Nous n’interviendrons pas dans la polémique. Que Yann Moix ait un prix à payer pour ses erreurs de jeunesse n’est que justice. Qu’il se débrouille avec son passé, sa famille, il s’en est plutôt bien sorti. Qu’il ait fait le chemin inverse de Julien, le salaud de L’Enfance d’un chef de Jean-Paul Sartre, c’est tant mieux. Au moins ne porte-t-il pas la moustache. Qu’il s’excuse de ses mensonges, de ses méfaits, c’est la moindre des choses. Nous avons le sentiment qu’il ne perdra pas beaucoup de ses lecteurs et qu’il survivra à sa « légende noire », comme d’autres, de Céline à Houellebecq. Ce n’est pas là ce qui nous intéresse.
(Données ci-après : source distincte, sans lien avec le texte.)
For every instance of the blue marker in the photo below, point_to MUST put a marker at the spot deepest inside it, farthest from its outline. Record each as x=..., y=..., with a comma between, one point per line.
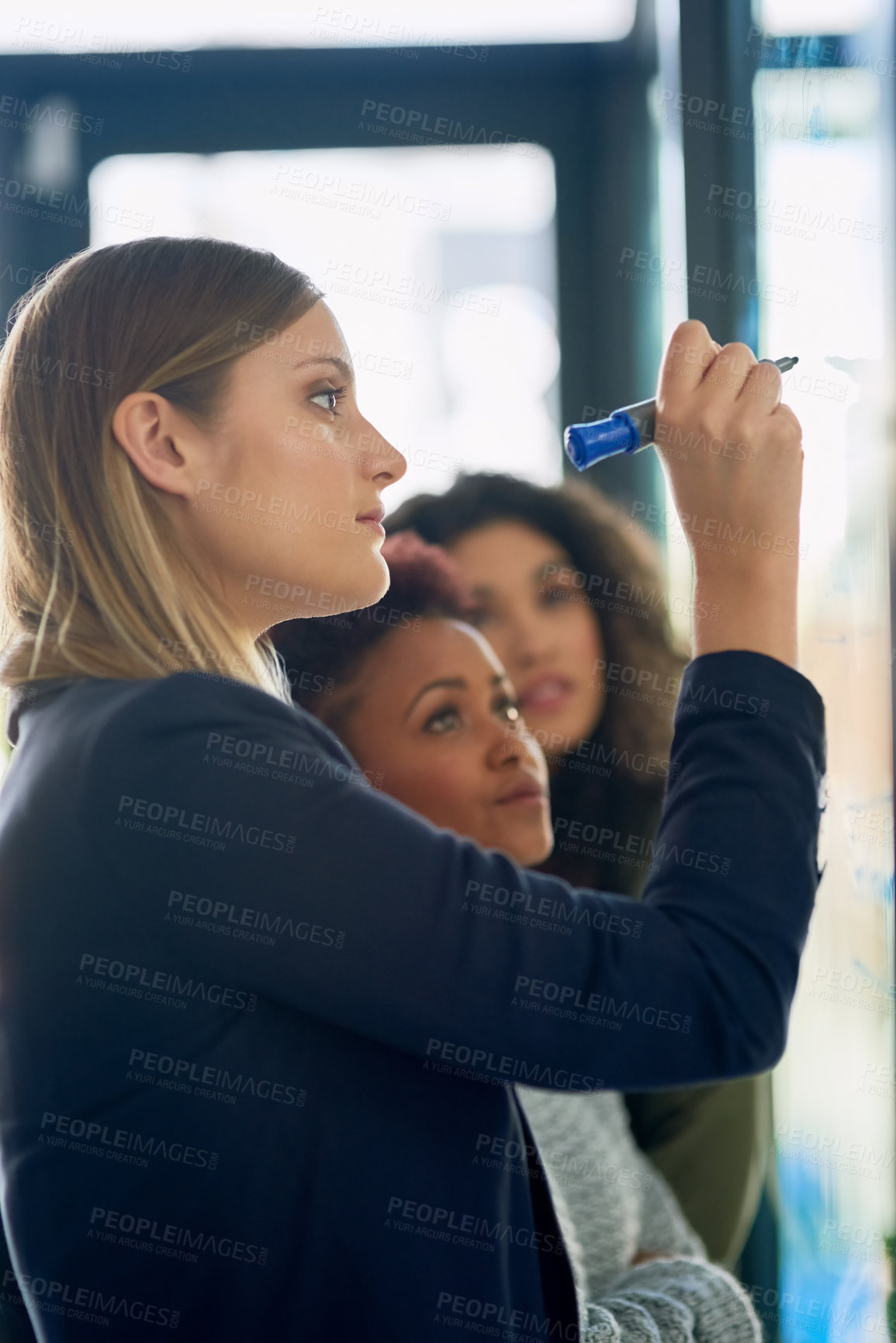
x=628, y=430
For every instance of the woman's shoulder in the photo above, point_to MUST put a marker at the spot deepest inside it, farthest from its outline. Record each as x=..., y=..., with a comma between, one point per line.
x=187, y=701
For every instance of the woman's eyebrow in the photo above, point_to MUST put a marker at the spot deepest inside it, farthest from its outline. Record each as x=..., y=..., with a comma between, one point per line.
x=556, y=563
x=345, y=369
x=455, y=683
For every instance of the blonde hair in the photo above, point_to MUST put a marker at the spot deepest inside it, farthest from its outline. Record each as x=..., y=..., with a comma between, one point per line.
x=93, y=579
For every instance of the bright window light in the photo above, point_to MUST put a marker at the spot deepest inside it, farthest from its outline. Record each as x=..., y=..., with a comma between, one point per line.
x=170, y=25
x=438, y=264
x=795, y=18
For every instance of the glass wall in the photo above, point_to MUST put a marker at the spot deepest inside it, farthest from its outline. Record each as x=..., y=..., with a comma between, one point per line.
x=438, y=264
x=824, y=215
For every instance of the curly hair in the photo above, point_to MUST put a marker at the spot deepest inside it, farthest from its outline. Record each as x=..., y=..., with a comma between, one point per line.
x=324, y=653
x=620, y=576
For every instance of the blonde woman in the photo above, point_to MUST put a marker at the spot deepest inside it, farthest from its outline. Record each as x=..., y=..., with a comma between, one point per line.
x=249, y=1030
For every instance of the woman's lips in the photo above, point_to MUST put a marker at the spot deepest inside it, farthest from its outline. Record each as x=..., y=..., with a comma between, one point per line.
x=545, y=694
x=524, y=795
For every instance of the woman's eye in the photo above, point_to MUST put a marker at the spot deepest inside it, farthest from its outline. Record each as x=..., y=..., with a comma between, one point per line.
x=442, y=720
x=334, y=396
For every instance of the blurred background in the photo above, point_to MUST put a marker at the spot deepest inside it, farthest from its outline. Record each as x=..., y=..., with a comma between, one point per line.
x=510, y=207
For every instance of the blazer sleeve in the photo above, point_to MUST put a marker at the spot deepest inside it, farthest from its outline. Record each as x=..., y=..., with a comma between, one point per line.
x=344, y=904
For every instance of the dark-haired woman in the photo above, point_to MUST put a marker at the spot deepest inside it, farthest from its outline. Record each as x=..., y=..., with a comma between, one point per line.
x=574, y=604
x=244, y=1014
x=424, y=705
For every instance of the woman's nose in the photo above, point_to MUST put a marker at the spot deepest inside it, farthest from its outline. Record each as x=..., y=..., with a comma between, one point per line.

Ce qui nous interpelle, c’est qu’il appelle ces dessins des « bandes dessinées ». Il a utilisé ce terme de nombreuses fois dans cette émission. Or, nous en avons vu quelques-uns, de ces dessins, publiés sur le site de L’Express. Montrant des vieillards édentés, des juifs caricaturés en porcs, ils sont médiocres, conçus pourtant par un adulte de 21 ou 22 ans. En attendant la publication d’une intégrale (après tout, les écrits antisémites de Céline ont bien failli être publiés chez Gallimard...), nous ne voyons pas ici de « bande dessinée ». Ce sont ce que l’on appelle en anglais des « cartoons », en français -et l’on voit bien là où est la gêne de Yann Moix lorsqu’il doit utiliser ce vocable : des dessins d’humour.
Or, nous pensons que la bande dessinée, par sa complexité même, n’a pas ces attributs. La caricature l’a, car il s’agit d’un trait, d’un échappement, au mieux d’une « gaffe pathologique » telle que la définissait René Goscinny décrivant ce genre d’humour noir que l’on ne peut réprimer « devant un cul de jatte affligé de cécité ».
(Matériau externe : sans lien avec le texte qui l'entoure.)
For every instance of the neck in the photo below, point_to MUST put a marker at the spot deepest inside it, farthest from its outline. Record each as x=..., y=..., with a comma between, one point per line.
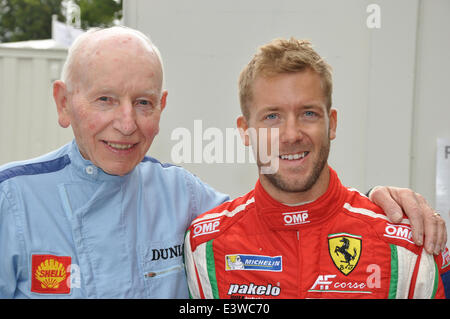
x=291, y=198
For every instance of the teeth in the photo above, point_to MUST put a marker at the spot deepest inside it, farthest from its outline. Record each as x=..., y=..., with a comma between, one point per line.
x=120, y=146
x=291, y=157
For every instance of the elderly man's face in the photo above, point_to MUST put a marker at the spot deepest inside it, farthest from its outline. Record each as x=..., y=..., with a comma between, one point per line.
x=115, y=104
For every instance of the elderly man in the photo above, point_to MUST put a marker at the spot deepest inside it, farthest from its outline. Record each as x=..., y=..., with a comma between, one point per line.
x=300, y=233
x=97, y=218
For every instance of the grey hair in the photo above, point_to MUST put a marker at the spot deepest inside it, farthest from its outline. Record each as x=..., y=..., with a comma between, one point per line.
x=67, y=69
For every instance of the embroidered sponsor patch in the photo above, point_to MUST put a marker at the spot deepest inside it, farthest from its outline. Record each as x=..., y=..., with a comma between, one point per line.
x=345, y=250
x=401, y=232
x=445, y=258
x=206, y=227
x=253, y=262
x=50, y=274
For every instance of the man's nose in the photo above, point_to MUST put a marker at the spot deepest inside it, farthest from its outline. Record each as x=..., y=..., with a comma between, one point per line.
x=125, y=121
x=291, y=132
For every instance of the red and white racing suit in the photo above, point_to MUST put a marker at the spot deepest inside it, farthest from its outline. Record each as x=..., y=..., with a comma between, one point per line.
x=339, y=246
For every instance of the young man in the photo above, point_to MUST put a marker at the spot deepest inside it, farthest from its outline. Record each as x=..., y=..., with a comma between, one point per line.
x=300, y=233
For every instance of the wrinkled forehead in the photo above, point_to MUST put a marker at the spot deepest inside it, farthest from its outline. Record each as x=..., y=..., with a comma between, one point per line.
x=115, y=47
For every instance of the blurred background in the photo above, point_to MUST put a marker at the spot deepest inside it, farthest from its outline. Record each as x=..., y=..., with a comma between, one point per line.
x=391, y=78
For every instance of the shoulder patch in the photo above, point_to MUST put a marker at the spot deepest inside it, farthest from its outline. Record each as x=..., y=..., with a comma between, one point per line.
x=218, y=218
x=35, y=168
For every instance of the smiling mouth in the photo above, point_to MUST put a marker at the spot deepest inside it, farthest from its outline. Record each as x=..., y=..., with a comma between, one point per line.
x=119, y=146
x=291, y=157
L’honneur de la caricature, la dignité de l’humour, est de s’attaquer aux puissants. Or que fait le bravache Moix de vingt ans, que font les Dieudonné, les Soral et Le Pen adultes quand ils pratiquent l’humour ? Ils s’attaquent à des victimes, à des morts. Ce sont, selon l’expression rendue célèbre par Pierre Vidal-Naquet, des « assassins de la mémoire », des négationnistes.
Cet humour-là, cette jouissance qui consiste à braver l’interdit, requalifié de nos jours de « politiquement correct », cette capacité de s’amuser du mensonge et de l’habiller de mépris, nous le connaissons bien, dans la bande dessinée mais aussi ailleurs, puisque même la politique s’en est saisi : c’est celui du puissant qui, comme dans les cours de récrés de Yann Moix, s’attaque par veulerie aux plus faibles.
« L’humour n’a rien à voir avec l’intelligence. Je connais des imbéciles qui ont beaucoup d’humour » disait encore Goscinny. Et cet humour-là -l’humour des imbéciles- libère les mauvais instincts. Il travestit la bête immonde, lui confère de la sympathie. L’exigence de dignité en est l’antidote.
Voir en ligne : L’ARTICLE DE JEROME DUPUIS DANS "L’EXPRESS"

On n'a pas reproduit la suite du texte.